Los que nunca faltan en la Vía Laietana son los comerciantes orientales que, siempre con la misma sonrisa, lo mismo venden esteladas que banderas españolas en función de la clientela potencial que ese día ocupe la arteria. A la altura de la catedral, los villancicos de un mercado navideño se mezclaban con los gritos, las consignas y el sonido de las sirenas policiales, provocando una paradoja ambiental representativa del delirio.

Una vez que el Consejo de Ministros terminó y las voluntades se relajaron, los furgones de los Mossos empezaron a recorrer Laietana de un extremo a otro para disolver a porrazos a los renuentes que aún conservaran ánimo para aguantar la posición. Para entonces, el nacionalismo comenzó a emitir comunicados y declaraciones oficiales con los que intentó, como tantas otras veces, hacerse pasar por la víctima de una anomalía causada por él mismo.

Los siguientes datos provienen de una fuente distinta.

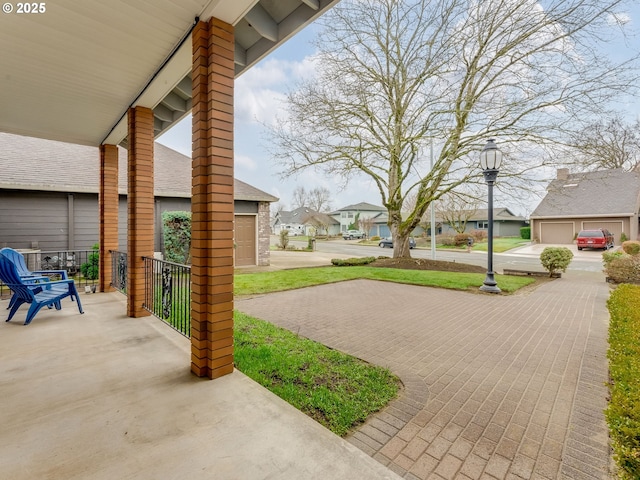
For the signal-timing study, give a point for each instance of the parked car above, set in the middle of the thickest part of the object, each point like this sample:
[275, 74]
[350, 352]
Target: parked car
[388, 242]
[598, 238]
[351, 234]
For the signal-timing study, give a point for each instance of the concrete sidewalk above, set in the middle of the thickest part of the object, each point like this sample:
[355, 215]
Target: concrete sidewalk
[103, 396]
[496, 387]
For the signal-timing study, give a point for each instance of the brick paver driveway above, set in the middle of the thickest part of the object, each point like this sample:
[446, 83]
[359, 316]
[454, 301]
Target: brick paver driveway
[504, 387]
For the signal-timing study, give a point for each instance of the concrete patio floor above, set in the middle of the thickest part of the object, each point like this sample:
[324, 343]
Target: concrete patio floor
[103, 396]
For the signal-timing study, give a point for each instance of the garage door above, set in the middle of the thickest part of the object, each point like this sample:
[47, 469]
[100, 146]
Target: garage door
[557, 233]
[614, 227]
[245, 239]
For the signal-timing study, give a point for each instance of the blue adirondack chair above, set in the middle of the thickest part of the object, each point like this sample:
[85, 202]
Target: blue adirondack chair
[37, 295]
[36, 277]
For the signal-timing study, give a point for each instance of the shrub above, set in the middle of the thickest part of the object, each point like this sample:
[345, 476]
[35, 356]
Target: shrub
[284, 239]
[632, 247]
[446, 240]
[556, 259]
[608, 257]
[176, 229]
[90, 270]
[623, 411]
[624, 269]
[350, 262]
[480, 235]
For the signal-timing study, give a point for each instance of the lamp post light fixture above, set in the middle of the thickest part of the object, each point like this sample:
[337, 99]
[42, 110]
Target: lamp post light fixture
[490, 161]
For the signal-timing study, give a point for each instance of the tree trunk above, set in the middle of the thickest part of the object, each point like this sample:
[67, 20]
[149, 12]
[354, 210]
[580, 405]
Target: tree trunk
[401, 246]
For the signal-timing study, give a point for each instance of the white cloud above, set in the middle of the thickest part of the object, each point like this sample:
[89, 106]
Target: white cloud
[244, 162]
[260, 93]
[618, 19]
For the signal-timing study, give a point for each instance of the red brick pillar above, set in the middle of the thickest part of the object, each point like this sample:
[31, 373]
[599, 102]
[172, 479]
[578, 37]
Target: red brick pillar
[108, 212]
[212, 200]
[139, 205]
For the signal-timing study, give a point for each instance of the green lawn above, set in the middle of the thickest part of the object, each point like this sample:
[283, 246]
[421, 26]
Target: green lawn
[265, 282]
[337, 390]
[501, 244]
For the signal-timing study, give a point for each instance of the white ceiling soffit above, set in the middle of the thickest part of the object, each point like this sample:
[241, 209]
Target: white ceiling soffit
[70, 73]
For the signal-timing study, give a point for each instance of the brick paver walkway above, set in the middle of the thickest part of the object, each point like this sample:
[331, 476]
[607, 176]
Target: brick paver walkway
[496, 387]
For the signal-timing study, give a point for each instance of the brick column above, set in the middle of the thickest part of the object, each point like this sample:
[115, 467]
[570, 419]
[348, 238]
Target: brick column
[108, 212]
[212, 200]
[139, 205]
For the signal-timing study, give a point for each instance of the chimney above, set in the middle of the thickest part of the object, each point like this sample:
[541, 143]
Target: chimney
[562, 174]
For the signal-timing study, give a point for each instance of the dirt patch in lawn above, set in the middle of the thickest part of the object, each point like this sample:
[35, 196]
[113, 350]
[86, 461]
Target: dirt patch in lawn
[426, 264]
[440, 265]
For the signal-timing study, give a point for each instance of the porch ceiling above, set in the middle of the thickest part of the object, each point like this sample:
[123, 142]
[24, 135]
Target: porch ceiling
[71, 72]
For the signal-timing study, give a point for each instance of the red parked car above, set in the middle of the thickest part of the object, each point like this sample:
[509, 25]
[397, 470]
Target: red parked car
[598, 238]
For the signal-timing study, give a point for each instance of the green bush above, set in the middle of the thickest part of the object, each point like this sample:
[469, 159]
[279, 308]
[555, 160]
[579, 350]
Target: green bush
[608, 257]
[624, 269]
[90, 270]
[350, 262]
[556, 259]
[284, 239]
[632, 247]
[176, 231]
[461, 239]
[623, 412]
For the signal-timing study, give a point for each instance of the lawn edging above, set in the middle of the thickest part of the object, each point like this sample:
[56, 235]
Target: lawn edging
[623, 411]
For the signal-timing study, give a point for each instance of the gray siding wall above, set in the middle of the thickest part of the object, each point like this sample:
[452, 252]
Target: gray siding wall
[33, 220]
[42, 220]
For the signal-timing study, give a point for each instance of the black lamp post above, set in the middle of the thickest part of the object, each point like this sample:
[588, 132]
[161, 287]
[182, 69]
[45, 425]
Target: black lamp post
[490, 161]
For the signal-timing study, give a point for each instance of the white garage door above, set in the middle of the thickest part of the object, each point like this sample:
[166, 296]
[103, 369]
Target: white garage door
[614, 227]
[556, 232]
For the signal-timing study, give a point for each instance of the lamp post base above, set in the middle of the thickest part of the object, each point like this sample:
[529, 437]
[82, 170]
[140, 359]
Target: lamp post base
[490, 285]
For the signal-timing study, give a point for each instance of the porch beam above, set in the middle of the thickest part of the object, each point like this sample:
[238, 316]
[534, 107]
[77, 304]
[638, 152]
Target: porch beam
[212, 200]
[140, 201]
[108, 213]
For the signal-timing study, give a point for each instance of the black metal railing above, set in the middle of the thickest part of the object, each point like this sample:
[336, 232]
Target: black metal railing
[168, 293]
[119, 270]
[80, 265]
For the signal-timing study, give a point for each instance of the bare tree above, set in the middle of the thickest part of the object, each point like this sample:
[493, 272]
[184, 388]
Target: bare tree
[457, 209]
[394, 76]
[319, 199]
[608, 143]
[300, 197]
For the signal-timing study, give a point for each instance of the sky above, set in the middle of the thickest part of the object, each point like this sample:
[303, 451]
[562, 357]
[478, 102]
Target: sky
[259, 95]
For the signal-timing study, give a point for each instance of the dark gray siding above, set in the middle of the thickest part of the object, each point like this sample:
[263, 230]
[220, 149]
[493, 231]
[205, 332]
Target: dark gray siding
[33, 220]
[85, 222]
[42, 219]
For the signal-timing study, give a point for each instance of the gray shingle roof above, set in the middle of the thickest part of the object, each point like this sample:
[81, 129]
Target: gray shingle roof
[362, 206]
[28, 163]
[605, 192]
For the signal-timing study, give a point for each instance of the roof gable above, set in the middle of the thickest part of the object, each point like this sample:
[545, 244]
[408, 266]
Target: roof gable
[603, 192]
[361, 207]
[37, 164]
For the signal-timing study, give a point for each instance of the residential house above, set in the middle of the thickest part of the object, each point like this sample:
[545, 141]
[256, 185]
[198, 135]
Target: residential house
[577, 201]
[55, 207]
[363, 210]
[505, 222]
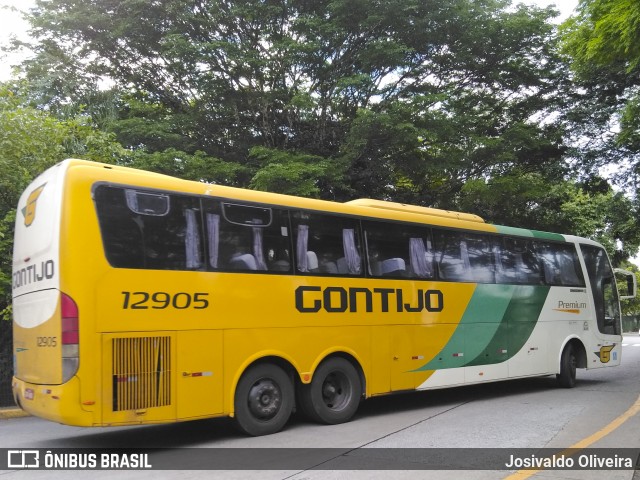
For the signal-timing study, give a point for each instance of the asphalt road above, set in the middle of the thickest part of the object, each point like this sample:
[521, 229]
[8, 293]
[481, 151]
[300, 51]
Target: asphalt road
[394, 432]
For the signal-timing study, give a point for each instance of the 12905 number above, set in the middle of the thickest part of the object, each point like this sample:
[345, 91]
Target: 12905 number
[162, 300]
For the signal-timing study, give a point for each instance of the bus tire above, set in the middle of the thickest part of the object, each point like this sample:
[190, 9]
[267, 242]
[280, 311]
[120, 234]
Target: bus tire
[568, 364]
[264, 400]
[333, 396]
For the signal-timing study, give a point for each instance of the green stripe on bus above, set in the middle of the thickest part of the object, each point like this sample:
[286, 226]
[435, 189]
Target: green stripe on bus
[493, 328]
[520, 318]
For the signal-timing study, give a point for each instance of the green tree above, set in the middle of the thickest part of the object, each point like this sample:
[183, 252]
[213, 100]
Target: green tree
[409, 98]
[603, 43]
[31, 141]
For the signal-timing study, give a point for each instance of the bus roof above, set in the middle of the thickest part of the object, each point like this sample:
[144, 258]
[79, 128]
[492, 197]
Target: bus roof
[363, 207]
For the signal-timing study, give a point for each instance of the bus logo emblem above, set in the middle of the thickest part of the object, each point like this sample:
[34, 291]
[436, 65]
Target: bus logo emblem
[605, 353]
[29, 211]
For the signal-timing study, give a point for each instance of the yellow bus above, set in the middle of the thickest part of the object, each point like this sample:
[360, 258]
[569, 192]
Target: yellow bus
[141, 298]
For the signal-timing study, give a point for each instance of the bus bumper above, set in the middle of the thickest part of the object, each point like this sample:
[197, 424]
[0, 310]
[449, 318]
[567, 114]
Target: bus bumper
[58, 403]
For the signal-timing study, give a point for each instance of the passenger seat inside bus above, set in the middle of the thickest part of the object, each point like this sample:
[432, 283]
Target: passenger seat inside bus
[393, 267]
[244, 261]
[312, 262]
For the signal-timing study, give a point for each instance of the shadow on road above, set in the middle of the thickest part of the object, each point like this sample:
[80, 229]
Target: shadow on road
[199, 432]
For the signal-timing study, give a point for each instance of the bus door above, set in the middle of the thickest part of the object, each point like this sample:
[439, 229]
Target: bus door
[607, 324]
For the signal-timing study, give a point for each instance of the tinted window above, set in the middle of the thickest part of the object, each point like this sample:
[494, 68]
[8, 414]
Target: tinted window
[247, 237]
[560, 264]
[605, 294]
[519, 263]
[464, 257]
[149, 230]
[326, 244]
[398, 250]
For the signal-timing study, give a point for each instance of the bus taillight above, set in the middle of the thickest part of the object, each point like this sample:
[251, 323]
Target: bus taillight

Durante un último paseo por el Raval, a cuya degradación habitual se sumaban los destrozos de las refriegas, el cronista asistió a una escena que refleja la asombrosa capacidad tóxica que el nacionalismo ejerce sobre la convivencia. Dos mendigos, con los rostros arrasados por la intemperie, intentaban patéticamente agredirse, el uno por España, el otro por la independencia. A su alrededor, los turistas se reían de ellos.

Vamos acumulando motivos para una melancolía que algún día sustentará los motivos de deflagración electoral de una enorme reacción a los experimentos distópicos con los que Sánchez desmonta el 78 y nos convierte en daños colaterales de una insólita ambición que no admite ser contenida ni por las urnas ni por los imperativos constitucionales.